<73>歩けなくなっても写真は撮れる…街はいろいろなことを教えてくれる
オレの写真集、これまでに500冊以上出てるっていうけどね、もっといってるみたいだよ。何年も前に、海外で出版してるのも入れたら、550冊超えてるって言ってたね。写真集がどれぐらい出てるのかって、よく聞かれるけど、何冊なのかわからないんだよね(笑)。
毎年、誕生日の5月25日に写真集を出しててね、これは『6×7反撃』。なんに反撃すんのかねぇ? ハハハ…。“6×7”っていうのは完全にダジャレなんだよ。このとき67歳で、カメラが6×7で、「反撃」っていうのは、デジタルカメラに対してのことなんじゃないの、きっと(笑)。写真はフィルムだぞ! っていうような、そんな気分だったんじゃないのかねぇ。
銀座四丁目の交差点は…
この写真、銀座四丁目の交差点なんだけど、丸いのを載せたこういうのが、ぷぁ~って通るんだから。こんなの雇ったって来ないよ。すごいねぇ~。銀座三越の2階から交差点を見てると、おもしろいんだよね。この車椅子の人は、信号をぎりぎりに渡りはじめて、信号が変わっても、まだ渡れなかったんだね。交差点が人で溢れるときとか、突如として交差点が無人になったりとか、そういうのを眺めてると、一日が過ぎちゃう感じだね。
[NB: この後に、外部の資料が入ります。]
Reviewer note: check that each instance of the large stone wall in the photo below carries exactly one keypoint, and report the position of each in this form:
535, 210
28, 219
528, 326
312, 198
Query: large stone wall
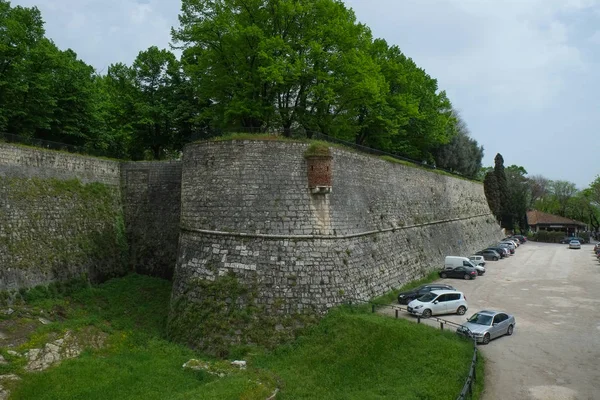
60, 218
248, 214
151, 200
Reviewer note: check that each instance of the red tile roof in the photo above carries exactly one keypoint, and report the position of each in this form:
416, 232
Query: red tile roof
540, 218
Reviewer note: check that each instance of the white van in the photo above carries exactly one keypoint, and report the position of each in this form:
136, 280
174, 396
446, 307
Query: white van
452, 262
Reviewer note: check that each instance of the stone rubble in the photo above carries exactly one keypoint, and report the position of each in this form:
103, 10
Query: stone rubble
69, 346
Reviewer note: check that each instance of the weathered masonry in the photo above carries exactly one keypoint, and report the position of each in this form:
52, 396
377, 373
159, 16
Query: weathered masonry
63, 216
258, 236
290, 240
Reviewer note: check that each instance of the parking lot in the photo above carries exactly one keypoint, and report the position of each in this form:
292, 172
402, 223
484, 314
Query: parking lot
554, 294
だから、大丈夫だって言ってたんだよ。歩けなくなったって写真は撮れる、都市は撮れる(笑)。無常観なんかじゃないけど、そういうのって、なんかあるじゃない。街はいろいろなことを教えてくれるっていうかさ。
■興奮しちゃいけない
たとえば、小津(安二郎)の映画『東京物語』なんか観てると、家屋の無人の様子を長回しっていうか、少し長い時間撮ってるけど、演出なんかしなくたって、あんな光景はしょっちゅうそこらにあるわけよ。銀座四丁目の交差点もそうだけど、渋谷駅前のスクランブル交差点とかさぁ。あんなに大勢の人たちがムチャクチャに歩いてるのに、突如として誰もいない交差点になることがあるの。無の空間になる「時」があるんだよね。そりゃもう、たまんないじゃない。でも、たまんないとかそんなこと言わないで、淡々と撮るけどね。興奮しちゃいけない、ハハハハ…。